Rio de Janeiro - Novas análises genéticas acabam de estabelecer que as origens do imperador francês Napoleão I (1769-1821) eram caucasianas (oriundas, portanto, da parte oriental da Europa) e não árabes como se especulava até agora, segundo revela pesquisa de Gerard Lucotte publicada hoje pela imprensa francesa.

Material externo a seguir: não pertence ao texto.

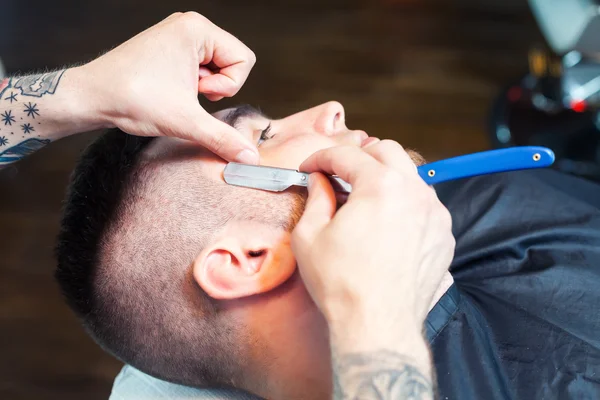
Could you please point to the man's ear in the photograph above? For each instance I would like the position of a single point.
(244, 259)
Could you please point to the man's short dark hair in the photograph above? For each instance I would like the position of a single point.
(135, 309)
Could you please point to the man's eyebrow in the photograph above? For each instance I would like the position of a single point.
(240, 112)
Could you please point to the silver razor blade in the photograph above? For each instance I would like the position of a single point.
(274, 179)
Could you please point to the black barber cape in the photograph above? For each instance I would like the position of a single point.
(522, 320)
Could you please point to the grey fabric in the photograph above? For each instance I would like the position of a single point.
(132, 384)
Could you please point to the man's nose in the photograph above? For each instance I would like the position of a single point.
(330, 118)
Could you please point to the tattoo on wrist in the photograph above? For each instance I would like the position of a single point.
(381, 375)
(38, 85)
(18, 124)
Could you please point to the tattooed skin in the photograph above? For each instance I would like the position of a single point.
(21, 122)
(382, 375)
(39, 85)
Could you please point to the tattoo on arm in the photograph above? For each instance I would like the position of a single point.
(18, 123)
(39, 85)
(382, 375)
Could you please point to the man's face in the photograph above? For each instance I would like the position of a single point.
(265, 293)
(287, 142)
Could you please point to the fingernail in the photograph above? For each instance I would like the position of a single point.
(247, 157)
(369, 141)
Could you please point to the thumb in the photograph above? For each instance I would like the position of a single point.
(318, 212)
(218, 137)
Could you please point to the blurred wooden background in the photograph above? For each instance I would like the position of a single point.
(423, 72)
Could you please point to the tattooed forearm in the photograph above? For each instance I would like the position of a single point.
(39, 85)
(25, 125)
(382, 375)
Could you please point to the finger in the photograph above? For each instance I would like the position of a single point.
(369, 141)
(318, 212)
(234, 60)
(218, 137)
(348, 162)
(226, 83)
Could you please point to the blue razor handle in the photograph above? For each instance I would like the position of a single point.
(486, 162)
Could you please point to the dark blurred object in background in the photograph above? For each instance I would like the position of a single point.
(557, 103)
(423, 72)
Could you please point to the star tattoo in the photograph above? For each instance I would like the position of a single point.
(7, 117)
(12, 97)
(31, 110)
(27, 128)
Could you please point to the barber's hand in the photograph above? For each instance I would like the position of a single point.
(381, 257)
(149, 85)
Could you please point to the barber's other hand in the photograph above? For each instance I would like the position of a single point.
(149, 85)
(380, 258)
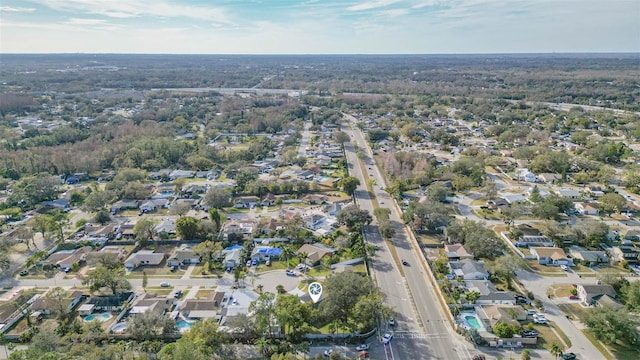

A partir de pêlos das costeletas de Napoleão, achados em um relicário, o geneticista conseguiu determinar o perfil do cromossomo Y do imperador, informa o “Le Figaro”.

Trata-se, portanto, do mapa genético masculino do imperador Bonaparte, nascido em Córcegas, e que se acreditava ter antepassados árabes em razão de um suposto parentesco com um mercenário do século XV chamado de “o mouro de Sarzana”, originário de uma cidade mediterrânea recorrentemente atacada pelos sarracenos.

O haplogrupo do DNA analisado, que serve para definir a história dos ancestrais de uma pessoa, coincide com o grupo tipo Elblbcl, encontrado em 10% da população no Iêmen e Arábia Saudita, de acordo com estudos Lucotte, publicados na revista “Journal of Molelular Biology Research”.

As indicações históricas indicavam aos especialistas que os ancestrais árabes de Napoleão estariam ligados à Europa durante a expansão do Islã ou através do comércio de mercadorias com a Itália. Porém, Lucotte derruba esta teoria. O geneticista teve a oportunidade de comparar o cabelo dos bigodes do imperador com o material genético de Charles Napoleão, descendente por parte de Jerônimo Bonaparte, irmão de Napoleão. As marcas dos cromossomos Y do contemporâneo Charles Napoleão e as do imperador que dominou a Europa entre os séculos XVIII e XIX são idênticas.

- Podemos determinar o haplogrupo sobre um maior número de marcadores, com muito mais precisão. Napoleão não era árabe, mas caucasiano – afirma Lucotte.

A comunidade científica não aceitará como válidos os resultados até que um segundo laboratório desenvolva a mesma investigação.

A causa da morte de Napoleão, no entanto, continua um mistério. Pesquisas recentes realizadas em amostras de cabelo cortado depois de sua morte revelaram que havia arsênico, sugerindo que Napoleão poderia ter sido envenenado. De acordo com o jornal “Le Figaro”, há uma nova tentativa de abrir o túmulo de Napoleão no Hotel des Invalides, em Paris, e, assim, esclarecer se, de fato, existem os restos mortais do imperador, se é o corpo de outra pessoa ou se o túmulo está vazio.